Aos cem anos, lúcida e com uma memória privilegiada, Maria Nazaré se considera feliz por ter vivido cercada de natureza e dos familiares. São 20 netos e 26 bisnetos. Todos ela ajudou a criar e educar
Nascida no dia 23 de agosto de 1915 em Capoeira dos Negros, localidade do município Bom Jesus, vizinho a Parnamirim, Maria Nazaré fundou e desenvolveu a comunidade quilombola onde vive há 70 anos, cujas terras teriam sido doadas ao pai do seu marido como retribuição aos muitos anos de fidelidade e dedicação, na condição de escravo, ao antigo dono da propriedade.
O local era só mato quando ela chegou para morar, em 1945, logo depois de se casar. Ao contrário de Capoeira dos Negros, situada numa área de transição entre o agreste e o semiárido, as novas terras, cortadas pelo rio Pitimbu, eram férteis, onde de quase tudo se plantava, de fruteiras a hortaliças. No entanto, com a morte precoce do marido, em 1960, Maria Nazaré se viu, aos 27 anos, diante de um cenário adverso.
Porém, nunca mais voltou a casar, optando por ficar sozinha e defender seu pedaço de chão em Capoeira dos Negros, o Sítio São Pedro, onde criou sua família, plantando e lavando roupa no rio para famílias abastadas de Parnamirim. Após crescidos, seus filhos, cinco ao todo, se casaram e construíram casas ao lado da dela. Aos cem anos, completamente lúcida e com uma memória privilegiada, a matriarca se considera feliz por ter vivido cercada de natureza e dos familiares. São 20 netos e 26 bisnetos, e todos ela ajudou a criar e educar.
“Fui parteira. Cortei 25 imbigo. Até barriga de dois (gêmeos) eu peguei”, gaba-se dona Nazaré, sentada em uma rede branca e azul armada na pequena sala de sua casa. Mesmo analfabeta, diz ter ensinado os filhos e netos a ler na cartilha do ABC. “Conheço as letras, mas nunca aprendi a soletrar”, conta ela, que por causa da idade e de um problema recente no pé, anda com certa dificuldade e tem sempre alguém da família lhe dando suporte em casa.
Maria Nazaré Marques de Moura é como se fosse um patrimônio imaterial de Parnamirim.
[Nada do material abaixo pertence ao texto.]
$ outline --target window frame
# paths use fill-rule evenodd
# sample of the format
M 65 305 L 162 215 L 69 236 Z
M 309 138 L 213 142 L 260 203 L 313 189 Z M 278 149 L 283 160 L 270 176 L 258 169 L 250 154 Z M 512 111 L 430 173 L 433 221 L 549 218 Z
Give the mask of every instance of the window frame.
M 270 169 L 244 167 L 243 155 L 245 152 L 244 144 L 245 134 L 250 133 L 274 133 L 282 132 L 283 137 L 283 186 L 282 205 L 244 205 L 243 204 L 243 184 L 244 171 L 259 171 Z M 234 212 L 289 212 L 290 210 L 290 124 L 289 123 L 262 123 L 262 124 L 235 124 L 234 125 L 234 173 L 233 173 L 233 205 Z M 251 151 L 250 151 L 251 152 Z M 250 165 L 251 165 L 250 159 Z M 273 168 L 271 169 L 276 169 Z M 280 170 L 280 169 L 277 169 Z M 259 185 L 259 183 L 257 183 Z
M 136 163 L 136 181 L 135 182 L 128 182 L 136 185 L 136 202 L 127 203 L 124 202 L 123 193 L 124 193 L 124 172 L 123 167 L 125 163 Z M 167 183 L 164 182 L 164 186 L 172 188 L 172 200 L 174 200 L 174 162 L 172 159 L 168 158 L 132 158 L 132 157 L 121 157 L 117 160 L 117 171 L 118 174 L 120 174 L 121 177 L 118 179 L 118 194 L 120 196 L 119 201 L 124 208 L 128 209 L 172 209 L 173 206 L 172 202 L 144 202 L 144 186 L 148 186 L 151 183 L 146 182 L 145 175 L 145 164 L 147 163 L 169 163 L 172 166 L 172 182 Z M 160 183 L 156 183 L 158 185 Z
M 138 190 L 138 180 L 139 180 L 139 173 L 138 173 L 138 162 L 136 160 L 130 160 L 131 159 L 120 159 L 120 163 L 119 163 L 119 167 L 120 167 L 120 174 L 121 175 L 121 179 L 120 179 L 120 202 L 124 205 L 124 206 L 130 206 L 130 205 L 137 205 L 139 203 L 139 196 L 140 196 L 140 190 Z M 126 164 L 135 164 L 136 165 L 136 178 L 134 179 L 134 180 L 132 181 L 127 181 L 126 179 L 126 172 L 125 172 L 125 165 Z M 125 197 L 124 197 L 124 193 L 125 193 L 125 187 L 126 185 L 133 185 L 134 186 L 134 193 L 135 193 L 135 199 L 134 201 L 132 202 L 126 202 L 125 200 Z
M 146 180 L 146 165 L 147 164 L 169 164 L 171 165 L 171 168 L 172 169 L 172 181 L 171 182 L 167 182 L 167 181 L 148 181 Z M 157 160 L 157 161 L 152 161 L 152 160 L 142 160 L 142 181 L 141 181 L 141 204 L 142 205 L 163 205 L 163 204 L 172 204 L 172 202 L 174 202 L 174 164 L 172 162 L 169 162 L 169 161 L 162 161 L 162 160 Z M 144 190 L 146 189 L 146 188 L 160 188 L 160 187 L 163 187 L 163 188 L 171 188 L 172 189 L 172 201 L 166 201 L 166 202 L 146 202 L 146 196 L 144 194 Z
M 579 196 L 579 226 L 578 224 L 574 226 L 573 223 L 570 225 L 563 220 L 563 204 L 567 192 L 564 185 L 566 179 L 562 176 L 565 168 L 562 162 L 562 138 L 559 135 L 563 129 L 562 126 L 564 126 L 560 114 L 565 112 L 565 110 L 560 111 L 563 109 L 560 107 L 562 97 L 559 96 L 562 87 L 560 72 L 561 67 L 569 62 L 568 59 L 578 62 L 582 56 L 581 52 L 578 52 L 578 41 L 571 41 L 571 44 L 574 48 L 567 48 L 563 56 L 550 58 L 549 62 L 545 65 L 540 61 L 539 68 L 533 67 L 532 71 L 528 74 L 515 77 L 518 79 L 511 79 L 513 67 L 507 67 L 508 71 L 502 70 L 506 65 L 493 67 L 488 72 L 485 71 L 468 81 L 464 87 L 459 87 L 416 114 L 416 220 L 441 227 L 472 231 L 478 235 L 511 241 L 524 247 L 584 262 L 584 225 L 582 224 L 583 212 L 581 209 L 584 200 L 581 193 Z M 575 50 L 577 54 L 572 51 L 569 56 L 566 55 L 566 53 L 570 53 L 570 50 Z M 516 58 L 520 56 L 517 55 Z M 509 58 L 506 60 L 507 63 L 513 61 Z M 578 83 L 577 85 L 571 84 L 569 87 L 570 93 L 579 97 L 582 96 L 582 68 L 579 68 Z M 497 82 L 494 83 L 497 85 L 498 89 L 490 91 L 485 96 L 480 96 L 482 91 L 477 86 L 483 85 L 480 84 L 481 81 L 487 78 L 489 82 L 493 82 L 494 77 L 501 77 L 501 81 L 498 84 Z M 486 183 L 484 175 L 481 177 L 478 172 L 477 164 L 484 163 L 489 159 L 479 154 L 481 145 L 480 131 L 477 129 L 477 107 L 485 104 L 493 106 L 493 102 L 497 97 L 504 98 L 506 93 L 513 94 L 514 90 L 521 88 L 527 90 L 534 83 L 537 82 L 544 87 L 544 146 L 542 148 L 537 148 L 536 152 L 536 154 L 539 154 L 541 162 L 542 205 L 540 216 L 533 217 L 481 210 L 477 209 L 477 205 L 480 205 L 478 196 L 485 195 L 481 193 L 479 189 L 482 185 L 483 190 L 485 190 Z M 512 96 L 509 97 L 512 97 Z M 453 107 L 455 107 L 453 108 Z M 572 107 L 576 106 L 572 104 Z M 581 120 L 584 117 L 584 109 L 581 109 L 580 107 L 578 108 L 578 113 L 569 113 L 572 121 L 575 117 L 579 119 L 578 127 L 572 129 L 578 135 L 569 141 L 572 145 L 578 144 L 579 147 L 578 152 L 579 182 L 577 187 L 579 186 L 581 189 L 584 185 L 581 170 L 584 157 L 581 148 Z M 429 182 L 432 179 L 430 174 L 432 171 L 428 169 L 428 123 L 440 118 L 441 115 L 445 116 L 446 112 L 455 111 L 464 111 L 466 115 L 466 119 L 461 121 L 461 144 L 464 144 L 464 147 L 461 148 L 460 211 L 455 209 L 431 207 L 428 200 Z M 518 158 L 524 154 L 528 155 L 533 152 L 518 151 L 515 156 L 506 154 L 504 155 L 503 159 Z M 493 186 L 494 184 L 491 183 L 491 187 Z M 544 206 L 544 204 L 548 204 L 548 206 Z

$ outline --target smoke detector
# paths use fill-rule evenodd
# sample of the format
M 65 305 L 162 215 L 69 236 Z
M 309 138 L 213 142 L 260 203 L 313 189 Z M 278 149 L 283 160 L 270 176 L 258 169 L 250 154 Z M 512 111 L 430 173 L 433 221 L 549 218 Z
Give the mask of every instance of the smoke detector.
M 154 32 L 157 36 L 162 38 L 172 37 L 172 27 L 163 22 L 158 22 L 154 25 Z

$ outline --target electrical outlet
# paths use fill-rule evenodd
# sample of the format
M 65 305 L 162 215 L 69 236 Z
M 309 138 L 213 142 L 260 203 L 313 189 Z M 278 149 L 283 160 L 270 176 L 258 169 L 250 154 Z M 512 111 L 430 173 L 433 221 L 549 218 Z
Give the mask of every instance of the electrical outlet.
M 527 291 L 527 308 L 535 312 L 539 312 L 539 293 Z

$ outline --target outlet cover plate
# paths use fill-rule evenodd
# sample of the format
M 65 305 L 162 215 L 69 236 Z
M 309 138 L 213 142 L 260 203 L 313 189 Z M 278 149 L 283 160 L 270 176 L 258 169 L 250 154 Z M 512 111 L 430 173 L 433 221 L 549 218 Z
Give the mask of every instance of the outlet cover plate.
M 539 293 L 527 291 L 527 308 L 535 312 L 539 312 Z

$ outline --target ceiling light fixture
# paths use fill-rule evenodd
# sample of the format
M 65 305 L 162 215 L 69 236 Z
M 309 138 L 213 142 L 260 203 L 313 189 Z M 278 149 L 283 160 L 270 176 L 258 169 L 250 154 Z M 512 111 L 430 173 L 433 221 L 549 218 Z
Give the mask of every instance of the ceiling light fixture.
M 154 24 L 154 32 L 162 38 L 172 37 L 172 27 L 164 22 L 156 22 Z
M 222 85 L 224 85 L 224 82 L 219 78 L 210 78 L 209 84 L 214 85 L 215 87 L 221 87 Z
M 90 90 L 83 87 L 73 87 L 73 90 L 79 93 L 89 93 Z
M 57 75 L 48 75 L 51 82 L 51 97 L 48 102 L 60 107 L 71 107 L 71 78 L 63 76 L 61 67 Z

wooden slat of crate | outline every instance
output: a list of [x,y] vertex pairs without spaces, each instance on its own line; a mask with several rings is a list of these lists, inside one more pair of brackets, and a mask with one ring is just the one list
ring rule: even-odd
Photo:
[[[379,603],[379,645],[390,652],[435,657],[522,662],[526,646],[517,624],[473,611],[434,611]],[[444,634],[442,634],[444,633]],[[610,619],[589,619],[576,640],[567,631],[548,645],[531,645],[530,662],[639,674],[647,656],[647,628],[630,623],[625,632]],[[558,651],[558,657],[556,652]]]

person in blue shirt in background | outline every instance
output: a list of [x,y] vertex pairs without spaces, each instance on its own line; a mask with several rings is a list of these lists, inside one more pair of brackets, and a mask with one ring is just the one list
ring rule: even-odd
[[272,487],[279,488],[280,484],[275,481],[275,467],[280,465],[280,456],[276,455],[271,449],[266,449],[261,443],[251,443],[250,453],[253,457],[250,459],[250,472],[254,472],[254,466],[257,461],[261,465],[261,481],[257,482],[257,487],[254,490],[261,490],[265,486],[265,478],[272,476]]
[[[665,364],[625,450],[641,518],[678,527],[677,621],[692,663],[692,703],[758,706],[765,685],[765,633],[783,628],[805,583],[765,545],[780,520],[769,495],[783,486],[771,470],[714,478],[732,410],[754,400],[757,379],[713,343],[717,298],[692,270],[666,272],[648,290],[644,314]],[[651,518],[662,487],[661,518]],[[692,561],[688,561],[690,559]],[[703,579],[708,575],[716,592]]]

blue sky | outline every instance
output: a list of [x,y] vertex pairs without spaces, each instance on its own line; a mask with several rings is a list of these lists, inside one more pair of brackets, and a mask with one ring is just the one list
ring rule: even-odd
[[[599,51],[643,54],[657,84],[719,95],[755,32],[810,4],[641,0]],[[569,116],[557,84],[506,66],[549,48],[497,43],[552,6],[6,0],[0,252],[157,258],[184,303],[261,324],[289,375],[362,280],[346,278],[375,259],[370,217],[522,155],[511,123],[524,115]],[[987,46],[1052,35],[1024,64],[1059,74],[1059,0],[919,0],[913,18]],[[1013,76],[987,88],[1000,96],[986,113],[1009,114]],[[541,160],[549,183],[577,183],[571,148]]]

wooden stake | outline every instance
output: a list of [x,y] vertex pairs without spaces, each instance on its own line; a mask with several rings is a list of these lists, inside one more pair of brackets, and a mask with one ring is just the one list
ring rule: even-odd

Em seu aniversário de 100 anos, comemorado há duas semanas, o sítio ficou lotado. Familiares e muitos moradores do município, inclusive políticos, compareceram à festa, das 7h às 16h. Teve até apresentação da Banda Marcial Luiz Maranhão Filho, em que dois netos dela tocam. A Prefeitura de Parnamirim doou cinco bolos e a homenageou com uma placa, colocada num lugar especial junto às imagens religiosas na sala.
Maria Nazaré ganhou inúmeros presentes. Apesar de ser uma pessoa de costumes arraigados, da roça, que detestou ter conhecido a praia — “com aquela água salgada e aqueles homens e mulheres tudo nu” —, adorou ter ganhado um celular de última geração. Até whatsapp ela usa, por comando de voz.
Fora isso, a modernidade não lhe seduz. Diz que a companhia dos filhos, netos e bisnetos é a principal razão de sua vida e felicidade e acha que realizou nesses cem anos tudo que desejava. “O que eu mais queria era fazer a casinha das ovelhas, para as bichinhas não ficar na chuva. E eu fiz”, diz.